Yes, loadData() is a heavy function. But showing mydiv should be simple, right? And it also comes first in the code. So why does the browser skip it and go to the more difficult one? By the way, this happens on all the major browsers.
the show div gets called, the timeout gets set, then javascript execution ends, control of the thread gets released back to the browser so that it can draw, then the timeout event happens, the event loop grabs the timeout event, and newFunc() is called.
It worked for you gave the browser enough time, 100 milliseconds, to render your page and in-turn time to execute the showing of the div. Keep in mind that if your page structure follows conformity your script will be loaded way before the rest of the document gets loaded, meaning you div is not available at the time when you loaded the scripting, this should account for the unwanted results you were getting.
3

Think of javascript as inserting some interpreted code into a larger program. The larger program looks a little like this:

void eventLoop () {
   struct event event;
   while(event = getEvent()){
        runJavascript(event);
        runBrowserCode();
        if(viewHasChanged) {
           redrawViewRegions();
        }
   }

}

This isn't really accurate at all, but it gives you a little bit of an idea. While javascript code is running, the browser is not doing anything else: including updating the view. it hasn't got up to that bit. The browser gui does not run in a seperate asynchronous thread, in parallel to the javascript as you seem to imagine. The browser has to wait for javascript to finish before it can do anything.

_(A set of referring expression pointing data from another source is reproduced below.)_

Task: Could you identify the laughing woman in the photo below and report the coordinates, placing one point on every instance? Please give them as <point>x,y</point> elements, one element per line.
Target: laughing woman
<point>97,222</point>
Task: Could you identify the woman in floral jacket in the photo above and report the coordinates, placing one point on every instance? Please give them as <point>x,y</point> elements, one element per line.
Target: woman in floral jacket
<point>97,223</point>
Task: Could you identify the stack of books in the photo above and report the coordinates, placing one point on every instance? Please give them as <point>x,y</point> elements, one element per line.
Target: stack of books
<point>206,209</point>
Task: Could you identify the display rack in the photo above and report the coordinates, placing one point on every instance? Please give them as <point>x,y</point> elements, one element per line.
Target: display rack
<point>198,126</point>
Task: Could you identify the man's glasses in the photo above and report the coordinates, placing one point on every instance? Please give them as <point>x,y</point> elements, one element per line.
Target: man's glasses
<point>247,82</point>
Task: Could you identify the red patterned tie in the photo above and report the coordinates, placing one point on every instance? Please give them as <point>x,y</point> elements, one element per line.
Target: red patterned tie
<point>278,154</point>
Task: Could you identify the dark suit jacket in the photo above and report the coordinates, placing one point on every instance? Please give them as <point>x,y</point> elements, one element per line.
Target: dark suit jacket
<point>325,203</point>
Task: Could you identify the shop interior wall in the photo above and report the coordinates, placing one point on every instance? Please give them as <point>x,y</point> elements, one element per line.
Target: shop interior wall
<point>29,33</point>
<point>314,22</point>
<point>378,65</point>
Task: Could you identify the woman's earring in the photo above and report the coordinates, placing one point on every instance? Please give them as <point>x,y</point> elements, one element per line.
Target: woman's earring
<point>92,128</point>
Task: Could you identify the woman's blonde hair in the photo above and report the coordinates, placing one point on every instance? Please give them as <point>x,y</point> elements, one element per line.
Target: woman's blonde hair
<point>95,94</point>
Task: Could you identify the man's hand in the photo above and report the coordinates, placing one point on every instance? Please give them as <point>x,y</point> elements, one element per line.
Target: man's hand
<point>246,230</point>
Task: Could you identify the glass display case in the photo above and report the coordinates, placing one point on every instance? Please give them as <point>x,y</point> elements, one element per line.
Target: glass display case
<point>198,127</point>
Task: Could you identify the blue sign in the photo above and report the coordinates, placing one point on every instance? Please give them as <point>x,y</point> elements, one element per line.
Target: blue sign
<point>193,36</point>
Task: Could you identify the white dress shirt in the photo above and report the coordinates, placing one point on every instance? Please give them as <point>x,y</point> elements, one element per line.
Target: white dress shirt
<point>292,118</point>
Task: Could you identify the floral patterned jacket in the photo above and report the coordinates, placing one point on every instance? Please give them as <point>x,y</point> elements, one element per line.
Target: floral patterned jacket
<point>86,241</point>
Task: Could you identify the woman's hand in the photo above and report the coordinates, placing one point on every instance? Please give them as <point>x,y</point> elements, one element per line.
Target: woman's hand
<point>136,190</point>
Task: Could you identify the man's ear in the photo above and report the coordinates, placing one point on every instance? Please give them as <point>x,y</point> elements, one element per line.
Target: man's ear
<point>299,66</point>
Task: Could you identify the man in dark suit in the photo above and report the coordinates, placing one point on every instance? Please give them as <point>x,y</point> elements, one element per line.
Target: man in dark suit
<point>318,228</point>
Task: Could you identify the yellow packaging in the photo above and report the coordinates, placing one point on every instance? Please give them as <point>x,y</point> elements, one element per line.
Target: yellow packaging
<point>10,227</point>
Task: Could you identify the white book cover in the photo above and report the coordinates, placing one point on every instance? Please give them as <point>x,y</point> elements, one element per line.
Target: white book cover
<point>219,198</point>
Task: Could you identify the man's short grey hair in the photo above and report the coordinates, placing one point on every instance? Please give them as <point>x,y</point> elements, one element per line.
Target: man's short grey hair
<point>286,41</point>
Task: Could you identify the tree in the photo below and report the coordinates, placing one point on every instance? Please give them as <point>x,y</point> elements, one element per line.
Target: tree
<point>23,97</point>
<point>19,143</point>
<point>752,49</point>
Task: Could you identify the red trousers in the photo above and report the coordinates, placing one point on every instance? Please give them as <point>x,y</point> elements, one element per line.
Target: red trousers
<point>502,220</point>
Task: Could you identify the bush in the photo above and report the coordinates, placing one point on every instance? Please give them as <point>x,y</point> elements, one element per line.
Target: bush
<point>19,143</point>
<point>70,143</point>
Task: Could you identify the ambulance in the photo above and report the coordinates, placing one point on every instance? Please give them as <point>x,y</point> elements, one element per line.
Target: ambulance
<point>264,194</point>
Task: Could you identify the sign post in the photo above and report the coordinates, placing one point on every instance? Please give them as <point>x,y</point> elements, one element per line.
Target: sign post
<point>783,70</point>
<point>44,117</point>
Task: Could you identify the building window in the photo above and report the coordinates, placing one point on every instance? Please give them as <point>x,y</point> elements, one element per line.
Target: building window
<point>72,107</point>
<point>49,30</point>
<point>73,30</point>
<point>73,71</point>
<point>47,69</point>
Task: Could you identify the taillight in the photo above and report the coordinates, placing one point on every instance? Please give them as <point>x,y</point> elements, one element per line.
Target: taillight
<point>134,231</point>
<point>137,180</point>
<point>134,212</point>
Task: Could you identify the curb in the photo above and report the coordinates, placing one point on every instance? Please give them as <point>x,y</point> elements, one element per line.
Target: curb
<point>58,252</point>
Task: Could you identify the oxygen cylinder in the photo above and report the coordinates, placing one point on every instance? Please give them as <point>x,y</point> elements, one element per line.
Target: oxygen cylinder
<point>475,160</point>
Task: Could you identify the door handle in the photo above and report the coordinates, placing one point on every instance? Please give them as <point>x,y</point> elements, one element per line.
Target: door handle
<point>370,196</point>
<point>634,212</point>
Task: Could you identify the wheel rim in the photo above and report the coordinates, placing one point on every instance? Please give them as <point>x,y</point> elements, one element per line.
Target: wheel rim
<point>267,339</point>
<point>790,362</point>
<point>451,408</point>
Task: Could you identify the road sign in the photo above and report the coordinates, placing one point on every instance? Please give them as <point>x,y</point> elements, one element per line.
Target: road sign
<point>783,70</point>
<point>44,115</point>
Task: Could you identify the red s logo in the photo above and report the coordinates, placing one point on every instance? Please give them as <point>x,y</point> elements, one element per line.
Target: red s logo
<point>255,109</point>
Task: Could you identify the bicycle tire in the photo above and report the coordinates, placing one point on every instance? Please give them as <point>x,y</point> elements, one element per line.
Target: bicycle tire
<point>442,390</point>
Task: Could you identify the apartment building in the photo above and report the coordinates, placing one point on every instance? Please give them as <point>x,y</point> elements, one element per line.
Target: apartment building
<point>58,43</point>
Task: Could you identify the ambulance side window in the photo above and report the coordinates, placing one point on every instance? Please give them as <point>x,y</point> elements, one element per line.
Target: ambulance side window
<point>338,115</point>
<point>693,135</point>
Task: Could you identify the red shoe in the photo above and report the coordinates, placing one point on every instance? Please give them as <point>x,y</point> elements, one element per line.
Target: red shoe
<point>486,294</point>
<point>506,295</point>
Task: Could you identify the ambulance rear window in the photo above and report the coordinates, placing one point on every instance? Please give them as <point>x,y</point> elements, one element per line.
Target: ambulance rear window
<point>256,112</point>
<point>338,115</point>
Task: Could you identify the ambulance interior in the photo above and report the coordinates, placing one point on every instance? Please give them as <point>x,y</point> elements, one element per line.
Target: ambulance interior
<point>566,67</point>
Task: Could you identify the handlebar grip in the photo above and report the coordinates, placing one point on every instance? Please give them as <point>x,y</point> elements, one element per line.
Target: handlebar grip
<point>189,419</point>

You can see the gui update when you use alerts, because, well- To display an alert you have to update the gui! so it's kind of a special case.

3 Comments

Thanks for clarification ..... So when in case of an alert a new event is raised which in turns lead to redraw View Regions and hence we see the Div. Please correct me if i am wrong.
I couldn't tell you exactly what happens, but my guess is that when you call "alert" you don't escape the "runJavascript" portion of the loop. The invokation of alert simply goes out and explicitly calls "redrawViewRegions" as part of its implementation. Alert is a blocking call, you the whole browser is effectively frozen until the user presses the "ok" button.
Breton, so the browser draws things only in between breaks in the javascript execution, like timeouts, waiting for user interaction, loading AJAX content, etc. In other words, if you have repeated javascript commands changing the user interface, the interface gets drawn only once reflecting the way it is supposed to look after all the commands (unless there was some kind of a "wait" in the code). Thanks for the explanation. I didn't know this at all. It makes sense.